The fourth sheet source combinations includes all the combinations of the presumptive sources with certain NOS.
The fifth sheet resampled mixing scenarios includes the final mixing scenarios, which combined the result of the second and the fourth sheet and randomly resampled to 500 mixing scenarios.
machine learning models.Rdata
The list 'designs' includes the machine learning designs with each design containing the machine learning learner, the resampling method, and the regression task. Random forest is used as learner and the optimized hyperparameters have already been set in each learner. 'Subsampling' is used as the resampling method. The target of the task is sqrtBOE and features are CVe, DFC, DFM, IQR, and NOS (these features are factors quantifying the data quality, which the detailed descriptions are in the original article). These 8 designs are used for (also in the order of) IsoSource (solo run), MixSIR (solo run), SIMMR (solo run), MixSIAR (solo run), MixSIR (process error), MixSIAR (process error), SIMMR (process and residual error), and MixSIAR (process and residual error).

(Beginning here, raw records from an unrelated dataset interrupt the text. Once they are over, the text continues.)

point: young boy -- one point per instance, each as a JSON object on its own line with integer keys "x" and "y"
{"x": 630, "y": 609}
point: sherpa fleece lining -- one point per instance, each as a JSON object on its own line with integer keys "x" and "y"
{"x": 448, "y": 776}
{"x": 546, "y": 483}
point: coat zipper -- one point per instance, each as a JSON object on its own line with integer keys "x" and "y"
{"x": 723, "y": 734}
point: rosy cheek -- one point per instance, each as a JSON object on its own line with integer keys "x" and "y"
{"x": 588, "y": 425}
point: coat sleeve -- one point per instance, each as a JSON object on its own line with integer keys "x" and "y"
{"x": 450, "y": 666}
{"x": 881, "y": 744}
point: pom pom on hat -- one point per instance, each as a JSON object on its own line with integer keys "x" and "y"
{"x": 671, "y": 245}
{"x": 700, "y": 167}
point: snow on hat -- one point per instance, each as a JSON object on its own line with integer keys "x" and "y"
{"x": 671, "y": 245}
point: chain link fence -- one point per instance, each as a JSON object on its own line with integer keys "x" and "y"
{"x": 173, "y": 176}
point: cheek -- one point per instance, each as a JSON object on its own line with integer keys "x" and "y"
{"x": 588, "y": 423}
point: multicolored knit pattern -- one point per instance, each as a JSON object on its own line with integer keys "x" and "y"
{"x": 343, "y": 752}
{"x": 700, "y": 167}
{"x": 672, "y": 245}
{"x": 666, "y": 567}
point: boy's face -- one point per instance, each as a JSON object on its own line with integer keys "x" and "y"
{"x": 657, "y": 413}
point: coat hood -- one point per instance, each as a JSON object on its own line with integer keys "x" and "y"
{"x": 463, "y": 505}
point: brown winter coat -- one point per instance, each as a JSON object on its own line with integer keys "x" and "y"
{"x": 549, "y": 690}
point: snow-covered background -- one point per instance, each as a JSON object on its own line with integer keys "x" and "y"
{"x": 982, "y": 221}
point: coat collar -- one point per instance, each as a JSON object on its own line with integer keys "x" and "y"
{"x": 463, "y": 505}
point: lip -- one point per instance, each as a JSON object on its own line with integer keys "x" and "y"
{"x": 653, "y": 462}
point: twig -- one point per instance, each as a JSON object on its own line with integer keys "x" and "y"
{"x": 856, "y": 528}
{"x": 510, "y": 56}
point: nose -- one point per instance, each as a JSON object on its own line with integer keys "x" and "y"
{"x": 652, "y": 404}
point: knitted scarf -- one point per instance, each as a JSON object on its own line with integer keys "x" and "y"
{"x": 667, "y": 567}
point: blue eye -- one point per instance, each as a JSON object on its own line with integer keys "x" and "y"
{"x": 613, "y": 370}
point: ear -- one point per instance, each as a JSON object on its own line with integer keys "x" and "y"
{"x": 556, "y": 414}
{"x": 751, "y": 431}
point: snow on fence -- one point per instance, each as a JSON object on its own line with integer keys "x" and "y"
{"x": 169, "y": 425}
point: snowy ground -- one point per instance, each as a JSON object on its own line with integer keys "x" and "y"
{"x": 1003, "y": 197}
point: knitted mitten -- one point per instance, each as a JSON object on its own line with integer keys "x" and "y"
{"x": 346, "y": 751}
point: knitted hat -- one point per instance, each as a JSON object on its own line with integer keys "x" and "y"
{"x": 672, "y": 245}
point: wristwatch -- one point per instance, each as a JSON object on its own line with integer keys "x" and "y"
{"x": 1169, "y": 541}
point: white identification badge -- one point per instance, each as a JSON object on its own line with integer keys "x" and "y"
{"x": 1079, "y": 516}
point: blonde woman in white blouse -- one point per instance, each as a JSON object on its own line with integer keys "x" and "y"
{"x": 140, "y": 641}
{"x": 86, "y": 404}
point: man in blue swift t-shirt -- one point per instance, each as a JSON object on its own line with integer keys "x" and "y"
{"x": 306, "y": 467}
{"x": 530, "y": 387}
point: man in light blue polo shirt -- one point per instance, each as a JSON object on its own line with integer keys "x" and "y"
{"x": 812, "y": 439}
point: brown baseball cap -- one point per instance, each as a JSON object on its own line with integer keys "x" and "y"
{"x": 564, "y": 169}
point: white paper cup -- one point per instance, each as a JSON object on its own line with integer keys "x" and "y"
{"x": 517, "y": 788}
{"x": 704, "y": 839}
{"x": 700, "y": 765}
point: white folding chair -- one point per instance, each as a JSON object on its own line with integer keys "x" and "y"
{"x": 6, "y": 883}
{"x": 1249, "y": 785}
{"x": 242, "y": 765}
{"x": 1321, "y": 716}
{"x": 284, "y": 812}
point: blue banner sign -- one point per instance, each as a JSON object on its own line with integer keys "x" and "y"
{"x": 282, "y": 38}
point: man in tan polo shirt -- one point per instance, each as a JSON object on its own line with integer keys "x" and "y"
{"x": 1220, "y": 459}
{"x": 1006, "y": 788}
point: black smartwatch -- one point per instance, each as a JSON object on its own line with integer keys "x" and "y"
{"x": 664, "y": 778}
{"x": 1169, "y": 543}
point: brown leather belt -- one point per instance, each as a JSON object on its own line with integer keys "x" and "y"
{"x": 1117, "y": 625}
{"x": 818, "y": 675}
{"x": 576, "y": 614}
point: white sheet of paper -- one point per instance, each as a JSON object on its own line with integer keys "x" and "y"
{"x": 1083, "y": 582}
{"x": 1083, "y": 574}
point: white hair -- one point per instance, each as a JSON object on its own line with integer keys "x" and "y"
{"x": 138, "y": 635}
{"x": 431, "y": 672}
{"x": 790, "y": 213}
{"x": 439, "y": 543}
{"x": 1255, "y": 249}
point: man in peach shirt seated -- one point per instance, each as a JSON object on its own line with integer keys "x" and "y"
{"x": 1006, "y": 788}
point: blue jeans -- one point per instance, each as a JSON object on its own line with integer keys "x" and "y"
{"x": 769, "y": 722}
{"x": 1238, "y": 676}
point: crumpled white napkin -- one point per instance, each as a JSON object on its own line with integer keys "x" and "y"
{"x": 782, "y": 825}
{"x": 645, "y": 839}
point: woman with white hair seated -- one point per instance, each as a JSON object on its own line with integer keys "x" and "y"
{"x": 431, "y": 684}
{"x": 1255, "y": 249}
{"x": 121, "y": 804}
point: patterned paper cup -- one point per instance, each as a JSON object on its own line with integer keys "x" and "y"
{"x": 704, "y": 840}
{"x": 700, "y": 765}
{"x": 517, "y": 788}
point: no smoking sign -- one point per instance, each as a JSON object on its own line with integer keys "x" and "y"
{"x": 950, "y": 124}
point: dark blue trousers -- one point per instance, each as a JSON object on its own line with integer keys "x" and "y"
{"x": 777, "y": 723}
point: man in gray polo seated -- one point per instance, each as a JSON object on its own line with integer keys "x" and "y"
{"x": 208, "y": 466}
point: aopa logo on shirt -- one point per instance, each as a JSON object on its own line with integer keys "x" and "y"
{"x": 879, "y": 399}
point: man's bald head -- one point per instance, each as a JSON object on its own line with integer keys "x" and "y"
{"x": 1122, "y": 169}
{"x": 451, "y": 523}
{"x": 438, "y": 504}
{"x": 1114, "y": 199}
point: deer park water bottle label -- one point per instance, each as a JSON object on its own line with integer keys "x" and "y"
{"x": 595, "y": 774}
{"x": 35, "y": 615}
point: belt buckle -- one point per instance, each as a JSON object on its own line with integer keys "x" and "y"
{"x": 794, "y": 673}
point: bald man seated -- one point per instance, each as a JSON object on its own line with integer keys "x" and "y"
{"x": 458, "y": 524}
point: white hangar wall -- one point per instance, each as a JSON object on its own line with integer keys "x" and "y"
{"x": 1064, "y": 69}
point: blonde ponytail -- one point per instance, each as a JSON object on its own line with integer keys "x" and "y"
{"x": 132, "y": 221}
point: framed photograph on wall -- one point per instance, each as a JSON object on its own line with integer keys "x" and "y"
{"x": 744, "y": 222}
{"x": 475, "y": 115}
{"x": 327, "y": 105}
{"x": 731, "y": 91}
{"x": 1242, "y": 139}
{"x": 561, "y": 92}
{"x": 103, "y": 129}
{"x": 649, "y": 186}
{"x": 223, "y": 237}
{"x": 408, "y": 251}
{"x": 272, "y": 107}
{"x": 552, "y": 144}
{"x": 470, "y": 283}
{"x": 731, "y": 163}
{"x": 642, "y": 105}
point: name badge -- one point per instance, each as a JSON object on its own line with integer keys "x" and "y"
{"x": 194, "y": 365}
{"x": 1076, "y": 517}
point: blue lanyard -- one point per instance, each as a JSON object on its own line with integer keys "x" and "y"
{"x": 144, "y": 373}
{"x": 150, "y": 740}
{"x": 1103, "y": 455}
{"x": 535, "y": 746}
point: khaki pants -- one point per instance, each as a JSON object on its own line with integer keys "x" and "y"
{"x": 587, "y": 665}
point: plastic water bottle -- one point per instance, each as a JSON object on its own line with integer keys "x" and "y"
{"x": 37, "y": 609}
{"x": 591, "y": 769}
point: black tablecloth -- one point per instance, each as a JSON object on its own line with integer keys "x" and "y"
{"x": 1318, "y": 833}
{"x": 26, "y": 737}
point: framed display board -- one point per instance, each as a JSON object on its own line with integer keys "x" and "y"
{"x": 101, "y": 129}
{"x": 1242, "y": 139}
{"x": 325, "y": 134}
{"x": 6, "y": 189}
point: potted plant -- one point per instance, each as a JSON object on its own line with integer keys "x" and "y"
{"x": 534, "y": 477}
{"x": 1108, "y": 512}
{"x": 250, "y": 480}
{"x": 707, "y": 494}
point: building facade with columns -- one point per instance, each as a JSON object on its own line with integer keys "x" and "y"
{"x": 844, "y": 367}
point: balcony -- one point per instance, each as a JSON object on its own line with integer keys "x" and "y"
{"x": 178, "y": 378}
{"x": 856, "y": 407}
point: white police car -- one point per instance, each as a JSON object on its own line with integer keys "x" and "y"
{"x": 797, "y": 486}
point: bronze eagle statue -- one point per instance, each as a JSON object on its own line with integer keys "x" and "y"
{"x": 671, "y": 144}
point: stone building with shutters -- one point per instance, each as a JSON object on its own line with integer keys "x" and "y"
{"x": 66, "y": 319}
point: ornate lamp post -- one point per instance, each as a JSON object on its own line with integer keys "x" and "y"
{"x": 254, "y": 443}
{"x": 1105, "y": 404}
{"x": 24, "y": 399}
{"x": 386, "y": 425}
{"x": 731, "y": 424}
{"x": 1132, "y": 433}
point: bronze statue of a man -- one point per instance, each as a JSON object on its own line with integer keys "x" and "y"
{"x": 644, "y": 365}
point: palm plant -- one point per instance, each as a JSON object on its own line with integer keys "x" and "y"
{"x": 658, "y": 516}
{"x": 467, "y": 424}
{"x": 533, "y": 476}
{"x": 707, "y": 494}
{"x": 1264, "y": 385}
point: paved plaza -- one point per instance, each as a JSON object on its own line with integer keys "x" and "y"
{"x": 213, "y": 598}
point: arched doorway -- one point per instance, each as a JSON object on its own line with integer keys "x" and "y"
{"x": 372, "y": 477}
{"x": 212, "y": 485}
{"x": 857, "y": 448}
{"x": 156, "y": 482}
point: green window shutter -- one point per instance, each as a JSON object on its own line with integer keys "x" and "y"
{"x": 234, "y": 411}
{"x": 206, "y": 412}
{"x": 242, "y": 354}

The list 'newdat' includes the data used for the prediction of sqrtBOE, each in a form of data.frame. The current 'newdat' in this Rdata file includes the data of the case studies used in the original article, which are data from Chi et al. (2019) (data.frame 1-4), Gai et al. (2023) (data.frame 5 and 6), and Mas et al. (2024) (data.frame 7 and 8). If users need to predict the sqrtBOE of their own data, then CVe, DFC, DFM, IQR, and NOS calculated from their data should be provided and structured in the same form as the current version of 'newdat'.
The list 'prediction_summary' contains the predicted sqrtBOE. The current version includes the predicted sqrtBOE of the case studies.
Code/Software
R is required to load the machine_learning_models.Rdata, and also run the machine_learning_script.R and random scenarios.R. Annotations are provided throughout the script.